Il sottosegretario alla Giustizia di nuovo nei guai

Esiste una forma particolare di ipocrisia politica che non si limita a mentire, ma lo fa rivendicando virtù. Non è la menzogna di chi sa di sbagliare e tace. È la menzogna di chi nega e al tempo stesso si autoproclama esempio. Andrea Delmastro, sottosegretario alla Giustizia della Repubblica italiana, ne ha offerto ieri un saggio quasi didattico: «Ho lasciato la società per il rigore etico e morale che mi contraddistingue».

Ricapitoliamo i fatti con la freddezza che meritano. Delmastro aveva una quota in una società chiamata “Le 5 Forchette Srl”, con sede operativa in via Tuscolana a Roma e un ristorante chiamato — con involontaria ironia — “Bisteccheria d’Italia”. Nella stessa compagine societaria figurava Miriam Caroccia, figlia di Mauro Caroccia, condannato in via definitiva per associazione a delinquere di stampo camorristico nell’ambito del clan di Michele Senese, detto ‘O Pazzariello, che da anni esercita il suo controllo su ampie zone della capitale. La sentenza definitiva della Cassazione, con aggravante mafiosa, è del 19 febbraio. Delmastro lascia la società il 27 febbraio. Otto giorni dopo. Non un giorno prima.

Questo, secondo il sottosegretario, si chiama rigore etico.

La difesa è quella classica dell’ignaro illustre: lui non sapeva chi fosse la ragazza. «Si parla di una società con una ragazza non imputata e non indagata, che si scopre essere “la figlia di”». Come se una diciottenne nominata amministratore unico con il 50 per cento delle quote di una società fosse un fenomeno imprenditoriale ordinario, e come se la vicenda giudiziaria della famiglia Caroccia — che andava avanti da anni, pubblica, documentata, agli atti della DDA di Roma — fosse un dettaglio sfuggito alla vigilanza di un uomo che siede al ministero della Giustizia. Un sottosegretario con scorta antimafia, tiene a precisare lui stesso, assegnatagli proprio «per la sua battaglia contro la mafia».

Giorgia Meloni, ci viene detto, è furiosa. Ma la sua furia ha una cronologia interessante: era stata avvisata oltre un mese fa dai vertici del partito. La notizia è esplosa adesso, a quattro giorni dal referendum, non perché qualcuno abbia deciso di fare chiarezza, ma perché qualcuno ha deciso di pubblicarla. Nel mezzo, silenzio. Calcolo. E la speranza — comprensibile, umana, politicamente ignobile — che la cosa non venisse fuori.

La risposta della maggioranza al caso è altrettanto istruttiva. Il capogruppo Bignami sposta il discorso su Trani. La collega Varchi parla di «polverone». Il sottosegretario Fazzolari suggerisce una «scia» di dichiarazioni diversive.
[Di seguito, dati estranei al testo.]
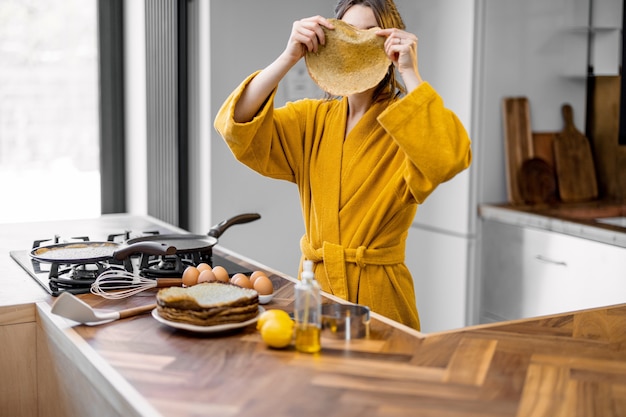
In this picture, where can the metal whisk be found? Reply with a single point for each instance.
(117, 284)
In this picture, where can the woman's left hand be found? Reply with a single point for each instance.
(401, 48)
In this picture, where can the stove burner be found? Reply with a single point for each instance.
(77, 278)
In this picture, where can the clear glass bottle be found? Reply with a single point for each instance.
(308, 311)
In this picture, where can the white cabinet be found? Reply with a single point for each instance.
(438, 263)
(530, 272)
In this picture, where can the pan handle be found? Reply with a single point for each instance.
(217, 230)
(150, 248)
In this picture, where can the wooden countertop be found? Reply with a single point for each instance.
(570, 364)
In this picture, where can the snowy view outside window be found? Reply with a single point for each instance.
(49, 151)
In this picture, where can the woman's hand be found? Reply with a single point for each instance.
(306, 35)
(401, 48)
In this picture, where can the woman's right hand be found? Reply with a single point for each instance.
(306, 35)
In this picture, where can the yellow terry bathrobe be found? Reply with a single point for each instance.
(359, 195)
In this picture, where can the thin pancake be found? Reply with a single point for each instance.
(351, 61)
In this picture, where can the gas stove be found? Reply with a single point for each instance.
(57, 277)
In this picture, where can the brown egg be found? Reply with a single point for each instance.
(190, 276)
(241, 280)
(221, 274)
(263, 285)
(202, 266)
(206, 276)
(255, 275)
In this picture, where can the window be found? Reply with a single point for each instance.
(49, 117)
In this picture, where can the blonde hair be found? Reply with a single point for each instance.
(387, 16)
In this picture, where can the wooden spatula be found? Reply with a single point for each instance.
(575, 169)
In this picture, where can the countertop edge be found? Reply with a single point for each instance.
(571, 227)
(111, 385)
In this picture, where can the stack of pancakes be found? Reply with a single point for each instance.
(208, 304)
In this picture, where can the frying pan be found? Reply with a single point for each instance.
(84, 252)
(188, 243)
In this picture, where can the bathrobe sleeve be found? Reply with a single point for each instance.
(435, 143)
(272, 142)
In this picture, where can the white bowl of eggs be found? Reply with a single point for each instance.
(257, 281)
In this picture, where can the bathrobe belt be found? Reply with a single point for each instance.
(335, 258)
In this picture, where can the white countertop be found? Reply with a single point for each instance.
(586, 229)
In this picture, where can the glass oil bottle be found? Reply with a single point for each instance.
(308, 311)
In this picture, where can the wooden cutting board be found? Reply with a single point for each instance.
(574, 164)
(518, 143)
(537, 182)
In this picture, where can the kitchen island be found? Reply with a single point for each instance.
(571, 364)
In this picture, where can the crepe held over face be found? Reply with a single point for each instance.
(351, 61)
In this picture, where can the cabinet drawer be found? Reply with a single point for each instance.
(529, 272)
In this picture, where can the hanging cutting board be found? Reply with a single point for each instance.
(518, 143)
(575, 168)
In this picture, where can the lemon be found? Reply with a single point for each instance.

Non una parola sulla sostanza. Non una ammissione. Non una scusa. Solo rumore, prodotto industrialmente per coprire il silenzio dove dovrebbero stare le risposte.

C’è qualcosa di emblematico nel fatto che tutto questo accada intorno a un ristorante chiamato Bisteccheria d’Italia, con sede in via Tuscolana, costituito davanti a un notaio di Biella. La geografia stessa della vicenda racconta qualcosa: il Nord che si allea con il Sud, la provincia che incontra la capitale, il politico che incontra l’imprenditrice diciottenne che incontra il padre in carcere a Viterbo. È l’Italia reale, quella che non finisce nei manifesti elettorali ma che li finanzia, che li abita, che li sopravvive.
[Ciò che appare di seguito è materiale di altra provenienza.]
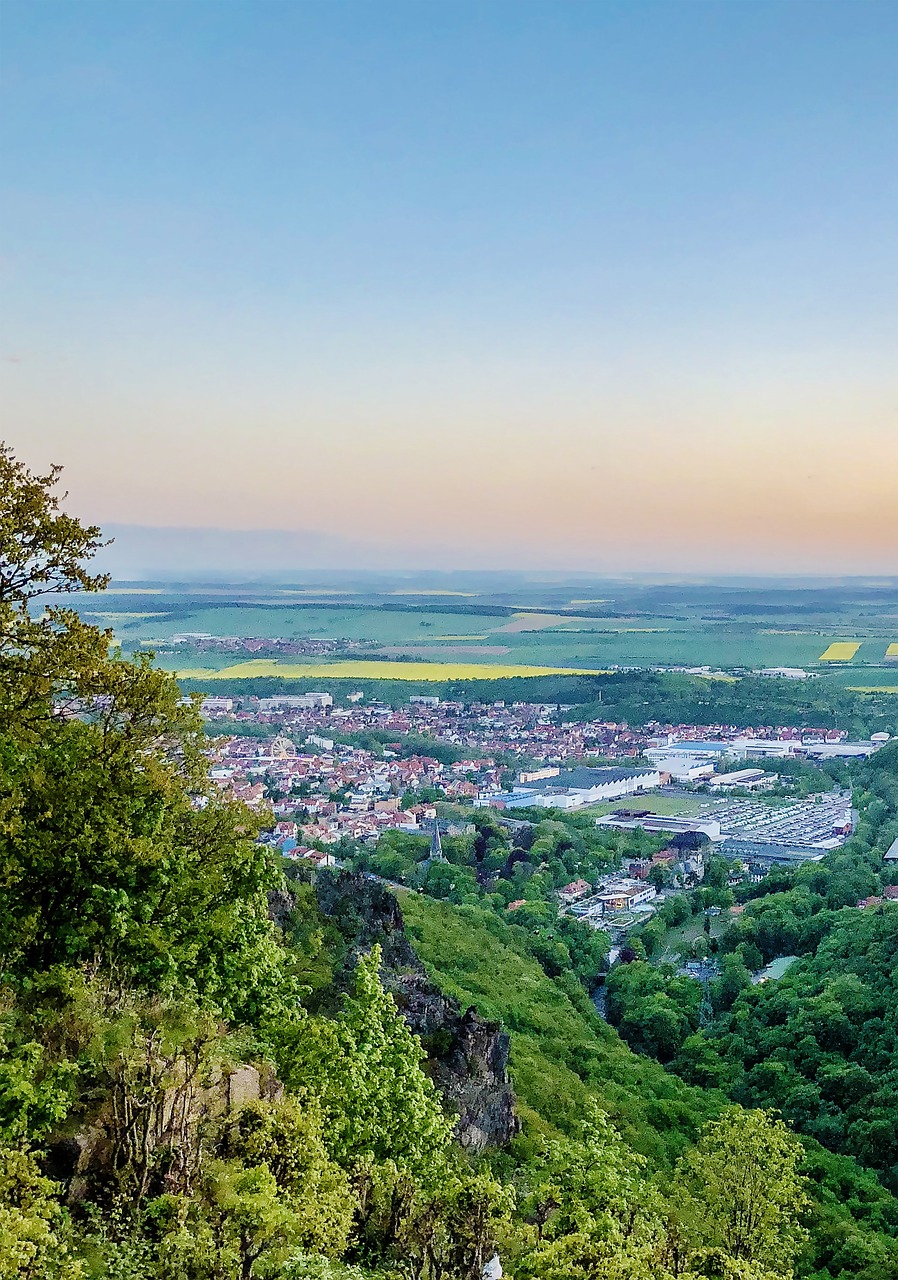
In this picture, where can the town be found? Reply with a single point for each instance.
(353, 772)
Delmastro è già stato condannato in primo grado per rivelazione di segreto d’ufficio nel caso Cospito. È sottosegretario alla Giustizia. Siede al tavolo dove si decidono le politiche antimafia di questo paese. E si autodefinisce un esempio di rigore morale.

La cosa più sconfortante non è che esista un Delmastro. La cosa più sconfortante è che sia in funzione.